The hotel was one of these modern concepts that had a all included style. Which meant that you could eat all the horrible disgusting food that you wanted (which is probably a way of suicide) and have a unlimited amount of drinks. I was looking forward to the drinks as that seemed to be a good way to deal with it all and also a way to blend into the culture a bit more.
Unfortunately when I arrived at the booze dispenser and I tapped a cheap looking alcoholic beverage, a waitress approached quickly saying ‘English?’ Followed by a amount of gibberish about a ‘shirt’, finally giving up beating through the language barrier by taking me to a sign in which it was explained that blokes like me should wear a arm covering shirt to enter this classy joint of food poisoning and liver destruction.
Well fuck that, as I pointed annoyed to all the girls sitting there with similar tops with their armpits exposed, saying that this was a hell hole and definitely not a religious temple/church/religious luxury resort.. as i swiftly took a seat holding on to that glass of poison, I was quickly to be greeted by a unfriendly pumped up waiter who clearly suffered from a thing called ‘small dick complex’, I cheered him back with a meaningful ‘fuck you’ that slipped out over my lips like a wonder of the universal language, which unfortunately pissed over the man’s ego and turned him into a Tony Sorprano look-a-like who made a angry offer that you shouldn’t really refuse, unless you have (unlike me) a good pair of healthy teeth in your mouth & (also unlike me) some muscles to beat this pumped up ball of hot headed baloney into a pulp that was similar to the pieces floating on the bottom of the plastic wine glass.

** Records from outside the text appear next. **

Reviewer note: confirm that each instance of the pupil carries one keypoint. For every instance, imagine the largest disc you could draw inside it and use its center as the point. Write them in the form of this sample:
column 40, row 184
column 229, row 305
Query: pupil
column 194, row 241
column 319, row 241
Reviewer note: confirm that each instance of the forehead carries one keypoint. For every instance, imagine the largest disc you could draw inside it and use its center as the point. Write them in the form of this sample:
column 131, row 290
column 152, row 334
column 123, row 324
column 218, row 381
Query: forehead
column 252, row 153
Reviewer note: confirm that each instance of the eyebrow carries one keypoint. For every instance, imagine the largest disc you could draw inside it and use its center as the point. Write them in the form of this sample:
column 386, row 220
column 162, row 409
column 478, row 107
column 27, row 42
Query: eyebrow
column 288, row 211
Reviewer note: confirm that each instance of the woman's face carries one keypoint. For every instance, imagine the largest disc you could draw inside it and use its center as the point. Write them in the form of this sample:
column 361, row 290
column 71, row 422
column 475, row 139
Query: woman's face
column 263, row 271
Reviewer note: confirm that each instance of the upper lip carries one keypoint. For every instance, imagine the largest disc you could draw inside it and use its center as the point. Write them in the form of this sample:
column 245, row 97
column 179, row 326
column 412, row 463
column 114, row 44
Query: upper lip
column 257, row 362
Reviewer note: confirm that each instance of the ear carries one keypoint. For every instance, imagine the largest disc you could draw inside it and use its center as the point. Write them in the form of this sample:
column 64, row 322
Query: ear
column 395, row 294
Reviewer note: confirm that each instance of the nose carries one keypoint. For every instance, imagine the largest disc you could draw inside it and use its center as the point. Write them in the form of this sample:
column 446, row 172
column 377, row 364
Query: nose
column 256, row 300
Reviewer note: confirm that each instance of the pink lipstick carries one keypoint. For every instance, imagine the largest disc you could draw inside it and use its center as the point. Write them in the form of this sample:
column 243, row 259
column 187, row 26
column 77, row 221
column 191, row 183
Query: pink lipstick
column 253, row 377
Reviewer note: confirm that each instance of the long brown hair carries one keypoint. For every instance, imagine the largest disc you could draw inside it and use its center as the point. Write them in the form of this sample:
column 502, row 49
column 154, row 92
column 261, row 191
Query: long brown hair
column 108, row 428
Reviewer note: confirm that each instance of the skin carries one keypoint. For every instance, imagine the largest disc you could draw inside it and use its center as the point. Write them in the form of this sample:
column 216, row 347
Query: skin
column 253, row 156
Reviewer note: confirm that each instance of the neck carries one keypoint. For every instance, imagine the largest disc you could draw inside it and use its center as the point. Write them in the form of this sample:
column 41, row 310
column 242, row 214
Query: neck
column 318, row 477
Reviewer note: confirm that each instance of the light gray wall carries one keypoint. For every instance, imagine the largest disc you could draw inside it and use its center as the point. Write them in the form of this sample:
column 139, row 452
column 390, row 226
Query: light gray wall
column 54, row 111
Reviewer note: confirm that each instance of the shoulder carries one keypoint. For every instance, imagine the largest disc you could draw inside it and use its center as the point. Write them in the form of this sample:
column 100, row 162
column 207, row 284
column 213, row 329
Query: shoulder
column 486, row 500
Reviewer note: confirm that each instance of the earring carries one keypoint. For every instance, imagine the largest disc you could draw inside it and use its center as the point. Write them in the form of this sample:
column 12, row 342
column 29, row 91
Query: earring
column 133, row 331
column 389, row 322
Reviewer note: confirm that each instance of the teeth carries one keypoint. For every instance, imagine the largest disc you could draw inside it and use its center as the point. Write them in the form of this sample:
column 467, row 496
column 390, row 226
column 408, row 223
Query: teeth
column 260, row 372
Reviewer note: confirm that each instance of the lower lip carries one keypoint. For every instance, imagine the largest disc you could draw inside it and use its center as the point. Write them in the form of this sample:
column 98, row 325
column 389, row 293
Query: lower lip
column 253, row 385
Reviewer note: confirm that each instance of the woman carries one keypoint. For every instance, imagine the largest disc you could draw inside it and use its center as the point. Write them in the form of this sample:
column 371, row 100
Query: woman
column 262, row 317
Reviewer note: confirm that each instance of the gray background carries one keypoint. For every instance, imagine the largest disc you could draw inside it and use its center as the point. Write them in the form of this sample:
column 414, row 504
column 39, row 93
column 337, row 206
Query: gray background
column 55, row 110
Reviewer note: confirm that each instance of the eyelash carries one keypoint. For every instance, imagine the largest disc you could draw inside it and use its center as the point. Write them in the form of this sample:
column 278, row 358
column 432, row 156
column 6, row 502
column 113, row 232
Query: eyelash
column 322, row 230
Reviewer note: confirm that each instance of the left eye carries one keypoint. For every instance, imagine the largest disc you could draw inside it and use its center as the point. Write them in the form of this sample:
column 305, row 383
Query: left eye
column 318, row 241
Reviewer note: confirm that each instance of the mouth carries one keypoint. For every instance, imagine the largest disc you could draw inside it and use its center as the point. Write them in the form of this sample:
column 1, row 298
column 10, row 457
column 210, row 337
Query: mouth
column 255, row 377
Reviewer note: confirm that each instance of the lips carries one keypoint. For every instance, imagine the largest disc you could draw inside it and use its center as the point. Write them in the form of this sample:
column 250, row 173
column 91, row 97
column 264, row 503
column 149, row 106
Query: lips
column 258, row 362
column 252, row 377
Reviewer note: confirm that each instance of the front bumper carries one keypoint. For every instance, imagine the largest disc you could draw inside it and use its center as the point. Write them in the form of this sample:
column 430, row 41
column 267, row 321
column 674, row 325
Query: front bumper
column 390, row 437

Okay, I knew my teeth weren’t worth being punched out for a couple of free cancerous sulfur wines and inedible foods, so I took his offer to remove myself from the potential fight zone; welcome to paradise shite on earth.
In my room I was drilling away thanks to the next door frat boys from Germany who where still stuck in the gabber hardcore times, mixed with hoopla polka carnival sing a long horror, ‘music’ that they played from this one gigantic speaker that they blasted to be pleasantly spreading their musical good tastes to all the lucky balcony owners out there, probably to compliment the classy view of the sea. To make things even better was them drunkenly singing along; I had met them in the elevator, asking me what a elevator was called… they seemed to be real nice & willing to learn.
This mumbling writing has probably almost nothing to do with this chiptune release by Alex Spalding, other than that I’m this particular chicken who is living all these adventures that the oracle-like Alex had predicted so well with this third toxic chicken themed release by this beloved chiptune master. However this whole Spain chapter had gone beyond the usual road of the unpredictable chicken way of life, surprising not only myself (the poisonous poultry) but also the soundtrack of my life.
Still, unpressurized and bamboozled by so many correct adventures in thematic theme tunes it was a true pleasure to mix and match the view and feel of the gentle waves of Spain with the sound of Alex’s Gentle Waves, also a surprise was that the Pink Flamingo’s theme track indeed attracted the sight of pink flamingos on this beach, they had been inflatables with German drunks floating around in it; Alex had and still is predicting the future in ways even the best brainy third eye minded chickens wouldn’t be able to see it coming.
Will a certain Linda comment on this post? Will Pecka Fuego be seen and the return of the toxic chicken hit the scene again? Probably everything will be happening and thanks to Alex his amazing insight and incredible quirky bit scenes these adventures are all set in the air for futuristic pecking chicken fun! Happiness for all of us! Thank you so much Alex!